Pre-surgery psychological evaluation should be mandatory in order to identify patients who have unrealistic expectations of the benefit they will receive, according to lawyers specialising in cosmetic surgery negligence. The study also recommends clinics be obliged to offer proper aftercare rather than being able to ignore patients' complaints, steps to stop surgeons vanishing after causing suffering and staff who undertake cosmetic work to have full liability insurance. Some staff who have accidentally burned and scarred patients with laser and hot wax treatments have not been properly insured.

The RCSE will shortly issue updated guidance for its members who perform such procedures in a bid to improve clearer advice about treatment, after it undertook an in-depth examination of professional standards in this area, Cannon added.

The government's health and social bill could lead to the NHS having to treat growing numbers of victims of cosmetic surgery in the future because it will extend the role of private healthcare, said Gerada.

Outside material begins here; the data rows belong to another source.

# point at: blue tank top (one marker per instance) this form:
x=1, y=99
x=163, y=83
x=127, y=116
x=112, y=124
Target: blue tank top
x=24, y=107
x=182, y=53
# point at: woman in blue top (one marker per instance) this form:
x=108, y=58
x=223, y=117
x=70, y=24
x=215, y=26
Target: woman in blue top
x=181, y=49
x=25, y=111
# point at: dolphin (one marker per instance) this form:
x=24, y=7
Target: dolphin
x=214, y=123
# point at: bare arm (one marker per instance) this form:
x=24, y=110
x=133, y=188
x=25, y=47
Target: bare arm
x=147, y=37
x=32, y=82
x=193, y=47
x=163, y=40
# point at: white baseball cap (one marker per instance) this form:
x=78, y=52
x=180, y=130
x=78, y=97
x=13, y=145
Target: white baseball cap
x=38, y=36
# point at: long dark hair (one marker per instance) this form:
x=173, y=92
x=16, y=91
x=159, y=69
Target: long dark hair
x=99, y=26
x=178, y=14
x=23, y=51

"The NHS has for decades picked up the pieces of failed private care but now, with the expansion of the private sector and the positive encouragement of this in the health and social care bill, one wonders where the safety net will be in the future to protect patients when their private provider can not or will not intervene or where the patient cannot afford remedial treatment," said Gerada.

Peter Walsh, chief executive of the patient safety charity Action against Medical Accidents, said: "The government is putting its ideology about freeing up industry from red tape, bureaucracy and regulation ahead of patient safety, which is irresponsible. The harm from private cosmetic surgery can lead to disability and even death.

The whole cosmetic healthcare industry is a murky and dangerous area. Patients are suffering avoidable harm as a result of successive governments' failure to regulate this industry."